C'est le très, très gros point noir pour moi. La campagne de promotion du jeu nous annonçait une histoire de SF réaliste, prenante et intelligente.

Je sais, les deux jeux n'ont pas grand-chose à voir. Mais devant un jeu qui prétend raconter une histoire de science-fiction, avec une mise en scène soignée et des choix de scénario, comment ne pas penser à Mass Effect? Surtout que la séquence d'ouverture rappelle très fortement celle de Mass Effect 2, ne serait-ce que le thème de la résurrection du héros (pendant les crédits d'ouverture, dans les deux cas).

Et pourtant, là où BioWare est passé maître dans l'art du storytelling, Eidos a, de mon point de vue, lamentablement échoué. D'abord au niveau de l'intrigue, mais aussi de la profondeur de son univers.

A) Intrigue

J'ai essayé d'y accrocher. Pendant la première partie du jeu, j'y suis assez bien arrivé. Jusqu'à ce que je décroche. Ca devait être à Derelict Row, peu avant de quitter Detroit pour la première fois. A partir de cet instant, je suis docilement allé là où on me disait d'aller... et je me suis rendu comtpe que le scénario se résumait à peu près à cela.

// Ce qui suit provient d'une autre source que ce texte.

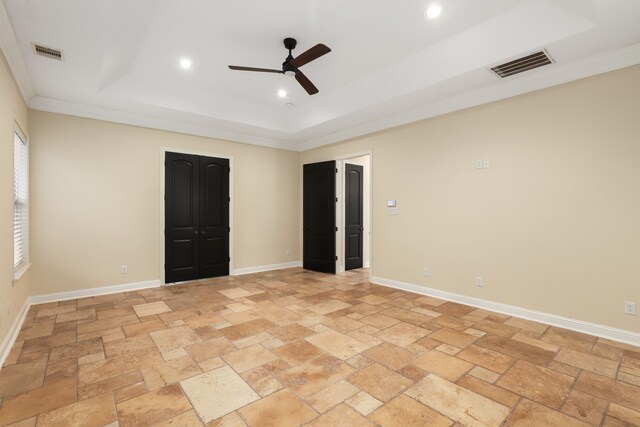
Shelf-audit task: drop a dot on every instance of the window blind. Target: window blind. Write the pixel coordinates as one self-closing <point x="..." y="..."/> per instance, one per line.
<point x="20" y="202"/>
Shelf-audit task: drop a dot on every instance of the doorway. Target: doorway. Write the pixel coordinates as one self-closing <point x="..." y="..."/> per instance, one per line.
<point x="324" y="199"/>
<point x="196" y="211"/>
<point x="353" y="216"/>
<point x="319" y="217"/>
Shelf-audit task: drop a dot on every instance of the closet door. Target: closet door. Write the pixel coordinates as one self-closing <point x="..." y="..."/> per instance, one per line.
<point x="196" y="217"/>
<point x="214" y="217"/>
<point x="182" y="232"/>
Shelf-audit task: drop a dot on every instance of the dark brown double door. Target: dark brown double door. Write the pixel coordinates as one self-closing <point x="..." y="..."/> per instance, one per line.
<point x="196" y="217"/>
<point x="319" y="217"/>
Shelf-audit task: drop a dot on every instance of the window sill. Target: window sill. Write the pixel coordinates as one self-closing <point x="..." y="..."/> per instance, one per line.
<point x="17" y="274"/>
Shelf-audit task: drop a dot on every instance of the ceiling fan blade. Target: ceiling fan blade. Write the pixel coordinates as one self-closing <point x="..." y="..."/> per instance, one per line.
<point x="306" y="83"/>
<point x="260" y="70"/>
<point x="314" y="53"/>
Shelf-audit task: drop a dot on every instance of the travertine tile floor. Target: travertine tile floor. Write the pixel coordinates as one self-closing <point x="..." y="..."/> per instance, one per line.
<point x="293" y="347"/>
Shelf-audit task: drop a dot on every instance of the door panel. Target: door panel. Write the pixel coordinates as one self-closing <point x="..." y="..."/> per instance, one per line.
<point x="196" y="217"/>
<point x="319" y="217"/>
<point x="214" y="217"/>
<point x="181" y="217"/>
<point x="354" y="218"/>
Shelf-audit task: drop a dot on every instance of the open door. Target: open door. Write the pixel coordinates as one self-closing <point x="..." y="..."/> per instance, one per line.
<point x="354" y="218"/>
<point x="319" y="217"/>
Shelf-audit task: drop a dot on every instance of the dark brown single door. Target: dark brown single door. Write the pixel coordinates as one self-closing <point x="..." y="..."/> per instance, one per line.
<point x="353" y="222"/>
<point x="196" y="217"/>
<point x="319" y="217"/>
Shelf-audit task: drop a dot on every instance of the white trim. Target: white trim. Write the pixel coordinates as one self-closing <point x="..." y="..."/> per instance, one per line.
<point x="146" y="120"/>
<point x="17" y="274"/>
<point x="10" y="339"/>
<point x="93" y="292"/>
<point x="163" y="151"/>
<point x="261" y="268"/>
<point x="597" y="330"/>
<point x="544" y="78"/>
<point x="11" y="50"/>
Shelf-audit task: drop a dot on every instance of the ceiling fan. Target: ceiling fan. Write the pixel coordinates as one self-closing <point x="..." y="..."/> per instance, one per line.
<point x="291" y="65"/>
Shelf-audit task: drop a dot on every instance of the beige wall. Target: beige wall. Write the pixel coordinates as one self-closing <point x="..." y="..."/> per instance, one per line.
<point x="553" y="225"/>
<point x="12" y="109"/>
<point x="96" y="201"/>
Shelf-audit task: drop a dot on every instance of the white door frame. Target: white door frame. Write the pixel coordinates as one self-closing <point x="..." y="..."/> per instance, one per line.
<point x="163" y="151"/>
<point x="340" y="207"/>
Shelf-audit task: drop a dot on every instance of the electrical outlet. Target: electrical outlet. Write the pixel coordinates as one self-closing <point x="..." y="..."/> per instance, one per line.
<point x="630" y="308"/>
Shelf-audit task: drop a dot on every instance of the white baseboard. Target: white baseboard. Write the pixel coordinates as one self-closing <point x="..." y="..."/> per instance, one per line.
<point x="595" y="329"/>
<point x="10" y="339"/>
<point x="261" y="268"/>
<point x="92" y="292"/>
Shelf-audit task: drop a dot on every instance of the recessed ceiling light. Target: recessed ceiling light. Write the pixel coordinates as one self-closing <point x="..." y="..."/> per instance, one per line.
<point x="433" y="11"/>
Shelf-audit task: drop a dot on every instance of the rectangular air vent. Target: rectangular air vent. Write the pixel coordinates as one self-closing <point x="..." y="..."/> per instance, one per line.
<point x="520" y="65"/>
<point x="48" y="52"/>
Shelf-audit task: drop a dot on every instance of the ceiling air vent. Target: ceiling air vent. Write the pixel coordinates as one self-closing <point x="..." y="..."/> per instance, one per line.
<point x="48" y="52"/>
<point x="520" y="65"/>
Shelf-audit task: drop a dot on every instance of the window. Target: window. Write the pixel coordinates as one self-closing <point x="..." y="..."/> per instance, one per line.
<point x="20" y="205"/>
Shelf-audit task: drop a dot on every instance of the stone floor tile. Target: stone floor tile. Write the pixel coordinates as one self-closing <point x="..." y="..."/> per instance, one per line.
<point x="331" y="396"/>
<point x="173" y="338"/>
<point x="531" y="414"/>
<point x="337" y="344"/>
<point x="539" y="384"/>
<point x="403" y="334"/>
<point x="364" y="403"/>
<point x="404" y="411"/>
<point x="380" y="382"/>
<point x="150" y="408"/>
<point x="443" y="365"/>
<point x="390" y="355"/>
<point x="249" y="358"/>
<point x="585" y="407"/>
<point x="281" y="409"/>
<point x="149" y="309"/>
<point x="588" y="362"/>
<point x="217" y="393"/>
<point x="457" y="403"/>
<point x="341" y="415"/>
<point x="95" y="412"/>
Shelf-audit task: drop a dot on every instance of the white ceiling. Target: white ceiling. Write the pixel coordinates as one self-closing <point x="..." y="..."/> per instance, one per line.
<point x="388" y="65"/>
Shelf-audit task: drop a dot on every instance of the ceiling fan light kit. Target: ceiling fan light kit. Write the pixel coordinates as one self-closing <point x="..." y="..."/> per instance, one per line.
<point x="291" y="66"/>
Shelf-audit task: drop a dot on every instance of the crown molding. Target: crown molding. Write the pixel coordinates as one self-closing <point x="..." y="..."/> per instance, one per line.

De choix scénaristiques, n'en cherchez pas, il n'y en a pas. Jensen n'a aucune prise sur sa propre histoire. En fait, dans le scénario principal, il n'y a que deux choses qu'il décide réellement: laisser Zeke Sanders en vie ou non (aucune conséquence majeure sur le scénario) et le choix de fin. La fin ne se décide d'ailleurs pas tout au long du scénario, mais véritablement lors de la dernière séquence, j'y reviendrai.

De même, les dialogues ne vous permettent absolument pas de jouer "Rôle play" à mon sens, c'est-à-dire de donner une réelle personnalité et de réelles convictions à votre personnage. D'abord, elles amènent toutes au même résultat, seule l'intonation change (et est souvent neutralisée par le doublage raté). Ensuite, elles sont souvent dirigées par le système de dialogue: si vous voulez réussir le dialogue, montrez-vous agressif ou compréhensif, etc. On pense ce qu'on veut de la roue de dialogues de BioWare, mais cette tentative de s'en approcher est un échec complet. Le système de dialogue d'Alpha Protocol, avec ses effets directs sur les relations avec le personnage en face notamment, est beaucoup plus intéressant.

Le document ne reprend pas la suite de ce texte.